Engineering and design consultancy Arup has been selected to lead the revamp of the Stadio Artemio Franchi, home of Italian Serie A football club Fiorentina.
The Municipality of Florence announced that Arup Italia’s proposal has been selected to reimagine the ageing stadium, with David Hirsch to serve as chief designer.
Arup’s proposal was one of eight shortlisted by the Municipality in October. Those shortlisted had until February 1 to enter their preliminary projects and Arup has now been selected as the winner.
The Municipality launched an international design competition for the project back in June, with 31 applications having been submitted during the initial stage of the competition. As well as the stadium, the competition sought proposals which would create a new sports/cultural space as a key part of the urban regeneration of the Campo di Marte area in Florence.
The Franchi opened in 1931 and has a current capacity of around 43,000. Arup’s proposal features a roof for the Franchi and new grandstands which will bring fans closer to the pitch.
The project will be financed with money from Florence’s Recovery Fund. Under the plans, the capacity of the stadium will be at least 40,000.
Construction is expected to begin in the autumn of 2023 and finish by 2026. The plans also include a museum for exhibition events, a new auditorium, a park, and hospitality and commercial space.
Speaking to Italian newspaper La Nazione, Filippo Minora, a senior architect at Arup Italia, said that it would be possible for Fiorentina to continue playing at the Franchi while the work is carried out, albeit with a limited capacity.
“We made a project with a clear timetable of 30 months of construction,” Minora said. “We are very happy and we can’t wait to get started.”
Florence’s Mayor, Dario Nardella, has previously said that the budget for the entire project is expected to be a maximum of €190m (£158m/$207m), of which work on the stadium is expected to take up €137.5m.

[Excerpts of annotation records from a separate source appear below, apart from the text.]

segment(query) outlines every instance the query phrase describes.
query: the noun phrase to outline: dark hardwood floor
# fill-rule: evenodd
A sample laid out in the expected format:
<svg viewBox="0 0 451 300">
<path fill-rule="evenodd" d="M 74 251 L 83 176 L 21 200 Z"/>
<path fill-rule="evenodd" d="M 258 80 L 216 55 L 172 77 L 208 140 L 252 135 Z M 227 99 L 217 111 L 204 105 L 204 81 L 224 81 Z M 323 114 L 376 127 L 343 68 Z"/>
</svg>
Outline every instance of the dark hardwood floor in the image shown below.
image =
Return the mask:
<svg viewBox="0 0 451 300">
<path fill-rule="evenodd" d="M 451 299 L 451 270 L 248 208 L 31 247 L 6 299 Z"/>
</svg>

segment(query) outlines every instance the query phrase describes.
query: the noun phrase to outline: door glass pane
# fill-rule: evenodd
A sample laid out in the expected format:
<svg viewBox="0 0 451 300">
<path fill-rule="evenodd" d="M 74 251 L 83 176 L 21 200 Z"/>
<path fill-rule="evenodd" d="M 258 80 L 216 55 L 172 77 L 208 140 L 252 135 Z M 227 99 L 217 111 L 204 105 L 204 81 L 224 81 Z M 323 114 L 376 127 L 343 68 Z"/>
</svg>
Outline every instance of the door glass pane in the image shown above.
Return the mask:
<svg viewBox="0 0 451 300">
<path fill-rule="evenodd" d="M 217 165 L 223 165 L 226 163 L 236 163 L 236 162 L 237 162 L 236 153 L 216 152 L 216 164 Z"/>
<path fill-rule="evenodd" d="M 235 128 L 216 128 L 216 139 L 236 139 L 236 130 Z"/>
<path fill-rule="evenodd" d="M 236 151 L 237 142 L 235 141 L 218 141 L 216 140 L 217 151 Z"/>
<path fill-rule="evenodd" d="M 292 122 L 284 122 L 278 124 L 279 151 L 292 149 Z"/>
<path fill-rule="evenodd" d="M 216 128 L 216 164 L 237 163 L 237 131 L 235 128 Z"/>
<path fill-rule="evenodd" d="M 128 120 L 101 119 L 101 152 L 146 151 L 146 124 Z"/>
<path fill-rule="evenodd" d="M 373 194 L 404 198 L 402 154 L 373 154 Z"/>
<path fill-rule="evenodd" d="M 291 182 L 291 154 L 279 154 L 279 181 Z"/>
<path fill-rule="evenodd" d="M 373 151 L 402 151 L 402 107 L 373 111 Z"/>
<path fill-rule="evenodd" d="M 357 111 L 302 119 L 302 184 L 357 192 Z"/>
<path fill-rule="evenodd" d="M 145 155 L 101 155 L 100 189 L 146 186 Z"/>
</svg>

In April last year, the Municipality’s ongoing efforts to transform the Franchi were boosted after the project received a substantial funding package from the Italian government’s national recovery plan.
Italy’s Council of Ministers approved the plan, which in total allocated around €6bn to projects relating to the cultural sector. With an allocation of €95m, the Franchi redevelopment was one of 14 strategic projects labelled great cultural attractions which were assigned €1.46bn in total.